My summer holiday reading has been Ben Macintyre's book, 'Operation Mincemeat' - a deception plan to convince the Germans that Sicily was not the real invasion plan in July 1943.
In essence, they took a dead body, created a military persona for him and dropped the body off the Spanish coast with a private letter between two senior British generals for the Germans to find. The basic story is told in the 1956 film 'The Man Who Never Was' The book provides much more detail, not only about the deception itself but also how the letters reached the Germans and how the upper echelons of the Nazi hierarchy, including Hitler, handled the information.

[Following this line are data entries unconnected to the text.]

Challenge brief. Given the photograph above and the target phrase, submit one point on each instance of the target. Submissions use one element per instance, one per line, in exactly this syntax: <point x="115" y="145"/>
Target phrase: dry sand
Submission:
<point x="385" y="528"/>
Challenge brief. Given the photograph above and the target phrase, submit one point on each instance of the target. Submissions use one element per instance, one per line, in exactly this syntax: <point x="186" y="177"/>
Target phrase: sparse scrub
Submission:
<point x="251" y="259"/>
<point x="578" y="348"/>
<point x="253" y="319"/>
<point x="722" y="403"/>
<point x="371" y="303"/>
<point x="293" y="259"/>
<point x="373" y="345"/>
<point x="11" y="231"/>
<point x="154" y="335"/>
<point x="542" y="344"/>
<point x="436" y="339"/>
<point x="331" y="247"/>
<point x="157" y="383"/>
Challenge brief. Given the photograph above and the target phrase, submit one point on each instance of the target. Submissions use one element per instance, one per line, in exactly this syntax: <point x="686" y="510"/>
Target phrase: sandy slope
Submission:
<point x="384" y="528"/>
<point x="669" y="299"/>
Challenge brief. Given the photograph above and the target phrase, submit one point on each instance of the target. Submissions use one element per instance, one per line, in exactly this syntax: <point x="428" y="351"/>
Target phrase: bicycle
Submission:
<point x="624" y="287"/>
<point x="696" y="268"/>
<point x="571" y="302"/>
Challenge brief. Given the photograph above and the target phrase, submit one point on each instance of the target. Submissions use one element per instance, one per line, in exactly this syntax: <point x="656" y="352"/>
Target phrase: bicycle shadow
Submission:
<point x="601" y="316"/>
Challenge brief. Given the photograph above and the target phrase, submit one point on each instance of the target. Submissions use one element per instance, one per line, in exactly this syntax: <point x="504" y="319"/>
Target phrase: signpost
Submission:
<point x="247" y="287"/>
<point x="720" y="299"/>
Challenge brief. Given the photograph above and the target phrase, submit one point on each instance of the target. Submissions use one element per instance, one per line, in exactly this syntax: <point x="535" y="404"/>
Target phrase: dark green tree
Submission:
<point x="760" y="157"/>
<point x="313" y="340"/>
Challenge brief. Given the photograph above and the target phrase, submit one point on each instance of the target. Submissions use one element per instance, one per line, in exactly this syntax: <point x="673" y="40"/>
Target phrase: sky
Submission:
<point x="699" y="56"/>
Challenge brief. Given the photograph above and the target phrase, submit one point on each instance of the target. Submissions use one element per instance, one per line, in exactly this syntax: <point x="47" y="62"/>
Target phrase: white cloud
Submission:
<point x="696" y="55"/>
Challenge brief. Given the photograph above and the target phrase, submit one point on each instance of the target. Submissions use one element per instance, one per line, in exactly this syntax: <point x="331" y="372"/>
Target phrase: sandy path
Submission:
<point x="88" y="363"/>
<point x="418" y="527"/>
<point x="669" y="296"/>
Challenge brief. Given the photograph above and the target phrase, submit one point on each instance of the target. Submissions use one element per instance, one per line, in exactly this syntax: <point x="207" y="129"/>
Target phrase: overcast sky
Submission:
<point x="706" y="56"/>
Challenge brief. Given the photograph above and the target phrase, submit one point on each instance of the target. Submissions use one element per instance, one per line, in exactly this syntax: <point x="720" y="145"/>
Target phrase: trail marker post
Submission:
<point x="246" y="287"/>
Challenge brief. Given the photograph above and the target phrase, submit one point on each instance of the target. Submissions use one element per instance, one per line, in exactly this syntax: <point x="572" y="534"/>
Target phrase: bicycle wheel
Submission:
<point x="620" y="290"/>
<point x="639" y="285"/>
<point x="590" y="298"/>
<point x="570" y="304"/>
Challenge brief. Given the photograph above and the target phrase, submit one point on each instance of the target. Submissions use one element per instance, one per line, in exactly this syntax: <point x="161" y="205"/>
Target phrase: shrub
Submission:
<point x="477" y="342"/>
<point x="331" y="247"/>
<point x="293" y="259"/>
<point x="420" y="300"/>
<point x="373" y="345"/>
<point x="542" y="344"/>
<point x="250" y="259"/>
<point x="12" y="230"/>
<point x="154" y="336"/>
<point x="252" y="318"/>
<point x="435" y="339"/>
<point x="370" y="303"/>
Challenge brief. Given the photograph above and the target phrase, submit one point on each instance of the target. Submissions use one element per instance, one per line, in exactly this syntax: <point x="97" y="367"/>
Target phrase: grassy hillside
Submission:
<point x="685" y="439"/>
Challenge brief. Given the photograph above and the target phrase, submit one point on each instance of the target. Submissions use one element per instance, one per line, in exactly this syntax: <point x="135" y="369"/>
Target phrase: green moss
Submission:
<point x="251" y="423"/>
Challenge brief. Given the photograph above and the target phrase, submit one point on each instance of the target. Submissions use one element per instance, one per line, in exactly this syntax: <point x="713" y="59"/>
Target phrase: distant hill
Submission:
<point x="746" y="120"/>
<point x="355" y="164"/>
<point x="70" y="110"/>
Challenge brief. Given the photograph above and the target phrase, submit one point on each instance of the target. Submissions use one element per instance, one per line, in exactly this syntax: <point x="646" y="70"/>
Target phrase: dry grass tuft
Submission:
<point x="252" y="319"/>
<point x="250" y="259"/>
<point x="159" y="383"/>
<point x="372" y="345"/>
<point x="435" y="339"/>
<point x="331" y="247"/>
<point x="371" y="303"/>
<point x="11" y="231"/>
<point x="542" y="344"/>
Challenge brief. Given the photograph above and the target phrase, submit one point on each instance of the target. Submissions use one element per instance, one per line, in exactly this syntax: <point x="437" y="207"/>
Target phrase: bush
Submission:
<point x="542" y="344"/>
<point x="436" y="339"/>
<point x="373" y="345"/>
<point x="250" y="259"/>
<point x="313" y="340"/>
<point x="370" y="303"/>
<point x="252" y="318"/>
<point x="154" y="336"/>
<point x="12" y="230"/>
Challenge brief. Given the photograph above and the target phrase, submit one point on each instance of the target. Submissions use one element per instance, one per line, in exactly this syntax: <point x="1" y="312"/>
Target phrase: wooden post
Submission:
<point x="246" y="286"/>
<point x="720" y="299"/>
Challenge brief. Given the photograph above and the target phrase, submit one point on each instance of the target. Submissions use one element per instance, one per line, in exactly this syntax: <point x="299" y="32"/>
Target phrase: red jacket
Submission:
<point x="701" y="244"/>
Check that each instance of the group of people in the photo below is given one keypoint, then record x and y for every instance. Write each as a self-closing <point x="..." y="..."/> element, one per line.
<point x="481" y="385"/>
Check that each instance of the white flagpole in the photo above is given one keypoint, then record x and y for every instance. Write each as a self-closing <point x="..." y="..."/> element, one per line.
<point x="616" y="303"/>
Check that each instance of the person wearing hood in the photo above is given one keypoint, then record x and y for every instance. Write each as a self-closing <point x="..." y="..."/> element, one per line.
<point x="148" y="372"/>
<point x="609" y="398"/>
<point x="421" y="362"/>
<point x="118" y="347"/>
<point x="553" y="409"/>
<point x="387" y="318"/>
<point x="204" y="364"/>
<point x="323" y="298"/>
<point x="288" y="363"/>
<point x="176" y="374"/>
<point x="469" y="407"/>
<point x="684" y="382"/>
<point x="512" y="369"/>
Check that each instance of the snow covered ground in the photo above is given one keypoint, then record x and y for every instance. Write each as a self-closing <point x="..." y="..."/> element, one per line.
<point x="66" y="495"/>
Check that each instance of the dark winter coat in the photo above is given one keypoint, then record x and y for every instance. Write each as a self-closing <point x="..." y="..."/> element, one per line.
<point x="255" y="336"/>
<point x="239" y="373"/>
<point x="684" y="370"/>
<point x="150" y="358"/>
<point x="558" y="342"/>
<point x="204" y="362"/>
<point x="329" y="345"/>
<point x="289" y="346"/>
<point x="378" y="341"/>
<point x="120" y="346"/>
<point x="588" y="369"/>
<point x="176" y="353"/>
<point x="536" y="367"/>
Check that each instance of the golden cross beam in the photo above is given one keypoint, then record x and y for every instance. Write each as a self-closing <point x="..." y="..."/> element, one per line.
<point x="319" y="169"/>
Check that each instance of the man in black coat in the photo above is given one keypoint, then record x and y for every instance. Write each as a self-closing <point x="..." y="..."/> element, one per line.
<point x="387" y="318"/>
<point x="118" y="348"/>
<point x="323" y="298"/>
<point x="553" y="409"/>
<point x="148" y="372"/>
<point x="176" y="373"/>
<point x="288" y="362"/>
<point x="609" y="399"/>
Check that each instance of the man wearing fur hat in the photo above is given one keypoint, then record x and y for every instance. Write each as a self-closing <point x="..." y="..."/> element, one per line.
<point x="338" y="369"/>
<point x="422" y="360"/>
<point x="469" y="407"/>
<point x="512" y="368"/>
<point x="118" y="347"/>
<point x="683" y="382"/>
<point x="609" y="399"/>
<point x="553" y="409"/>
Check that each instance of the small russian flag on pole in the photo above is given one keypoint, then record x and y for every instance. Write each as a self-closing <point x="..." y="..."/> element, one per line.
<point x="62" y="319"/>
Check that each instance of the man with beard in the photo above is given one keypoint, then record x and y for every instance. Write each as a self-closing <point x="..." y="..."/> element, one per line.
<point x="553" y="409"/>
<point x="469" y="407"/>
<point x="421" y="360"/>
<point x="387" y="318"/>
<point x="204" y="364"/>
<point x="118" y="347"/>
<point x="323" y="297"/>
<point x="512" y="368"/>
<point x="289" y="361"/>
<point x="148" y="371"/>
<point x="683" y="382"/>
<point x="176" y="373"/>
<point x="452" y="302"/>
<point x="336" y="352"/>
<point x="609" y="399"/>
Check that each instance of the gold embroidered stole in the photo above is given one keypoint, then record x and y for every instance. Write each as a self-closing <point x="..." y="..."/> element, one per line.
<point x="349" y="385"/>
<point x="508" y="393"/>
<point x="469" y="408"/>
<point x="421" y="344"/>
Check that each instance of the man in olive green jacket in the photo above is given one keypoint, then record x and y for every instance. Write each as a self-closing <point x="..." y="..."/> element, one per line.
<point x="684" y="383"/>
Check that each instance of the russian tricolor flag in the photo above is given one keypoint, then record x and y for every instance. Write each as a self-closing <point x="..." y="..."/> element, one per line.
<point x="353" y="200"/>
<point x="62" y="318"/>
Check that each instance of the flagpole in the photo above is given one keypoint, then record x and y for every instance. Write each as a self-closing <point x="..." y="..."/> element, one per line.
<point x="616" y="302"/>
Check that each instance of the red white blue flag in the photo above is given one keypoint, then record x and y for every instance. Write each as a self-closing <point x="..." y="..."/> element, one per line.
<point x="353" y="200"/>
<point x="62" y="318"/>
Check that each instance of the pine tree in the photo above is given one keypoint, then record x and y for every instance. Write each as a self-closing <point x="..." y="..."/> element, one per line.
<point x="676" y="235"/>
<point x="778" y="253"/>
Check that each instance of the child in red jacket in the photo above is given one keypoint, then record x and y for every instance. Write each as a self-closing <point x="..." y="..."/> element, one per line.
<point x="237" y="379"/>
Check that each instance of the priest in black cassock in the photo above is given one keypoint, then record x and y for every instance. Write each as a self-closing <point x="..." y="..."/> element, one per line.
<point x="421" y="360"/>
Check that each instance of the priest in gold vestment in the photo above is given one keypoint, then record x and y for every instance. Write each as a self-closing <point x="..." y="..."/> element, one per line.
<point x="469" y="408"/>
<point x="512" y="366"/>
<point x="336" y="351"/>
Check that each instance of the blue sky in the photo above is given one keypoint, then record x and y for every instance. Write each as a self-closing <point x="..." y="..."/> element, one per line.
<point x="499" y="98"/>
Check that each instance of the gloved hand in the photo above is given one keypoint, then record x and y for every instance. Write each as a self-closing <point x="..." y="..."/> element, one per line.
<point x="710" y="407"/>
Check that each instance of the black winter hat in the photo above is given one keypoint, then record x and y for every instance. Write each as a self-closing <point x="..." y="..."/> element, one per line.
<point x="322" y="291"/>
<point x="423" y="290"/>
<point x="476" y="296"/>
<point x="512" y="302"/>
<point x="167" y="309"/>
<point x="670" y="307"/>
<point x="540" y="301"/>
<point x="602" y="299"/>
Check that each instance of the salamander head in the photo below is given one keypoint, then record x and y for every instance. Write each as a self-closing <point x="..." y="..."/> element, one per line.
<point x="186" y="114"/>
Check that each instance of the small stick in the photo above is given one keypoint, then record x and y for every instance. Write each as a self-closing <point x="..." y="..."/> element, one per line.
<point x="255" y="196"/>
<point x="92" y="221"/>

My primary interest in this story is the part it played in the wider Operation Barclay, which aimed to convince the Germans that the allies planned to invade Greece and Sardinia as a jumping off ground for an invasion of Europe through the Balkans and Southern France. Churchill was a big fan of attacking Europe through the 'soft underbelly' and Hitler, remembering the Salonika Campaign of WW1, expected such a move. Unlike his generals, he was focused on the consequences of losing most of his oil and other war raw materials, which came from the Balkans.
The plan was to use the fictitious 12th Army commanded by General Henry Wilson to attack Crete and the Peloponnese. The 5th Division would attack Cape Araxos, while the 56th Division would capture the major port city of Kalamata in the western Peloponnese. This would draw units away from Sicily and spread resources across a broad front. It would also help the Russians, who were preparing for the Kursk battle.
The deception plan was very challenging because the Germans rightly thought Sicily was the most likely target. They also expected a deception operation. As one intelligence historian put it, "It is very unusual and very difficult for deception to create new concepts for an enemy. It is much easier and more effective to reinforce those which already exist."
The 12th Army assembled at Cyrenaica in Libya had an array of dummy landing craft, gliders and tanks as well as actual AA batteries and fighter cover. Greek troops practised amphibious landings in Egypt, along with a call for Greek speakers, leaflets on 'hygiene in the Balkans' and much more. Nearer the time in July, Operation Waterfall, stepped up its operations including landings on the Greek coast and real sabotage operations by the Greek resistance, codenamed 'Animals'.
The principal German intelligence analyst was Baron Von Roenne. Hitler trusted his judgement without knowing that he was a committed anti-Nazi, later executed for his role in the Stauffenberg plot. We will never know if he deliberately ignored the several inconsistencies in the Operation Mincemeat deception, but it seems likely. Either way, once Hitler accepted the evidence, the rest of the hierarchy went along. Ultra and other intercepts confirmed that the Germans expected landings in the East and West Mediterranean, with a dummy attack on Sicily.
The Germans shifted the 1st Panzer Division from France to the Peloponnese. This was a recently reequipped division with 83 tanks and veteran troops. They were being moved across Europe to counter an illusion. More importantly, they were not in Sicily, which had only two German divisions and limited supplies. At the critical moment of the Kursk battle in July, two more panzer divisions were placed on alert to go to the Balkans. Torpedo boat squadrons were shifted to the Aegean, new shore batteries installed along with minefields. The total number of German divisions in the Balkans was increased from 8 to 18, while in Greece they increased from one to eight.
Very few wartime deception operations have been as successful as Operation Mincemeat. This book has the benefit of access to most of the materials and is not constrained by the secrecy requirements imposed on the earlier authors. It is also a story of how a small group of British intelligence officers battled their hierarchy to get the plan operational and how the Germans bought it.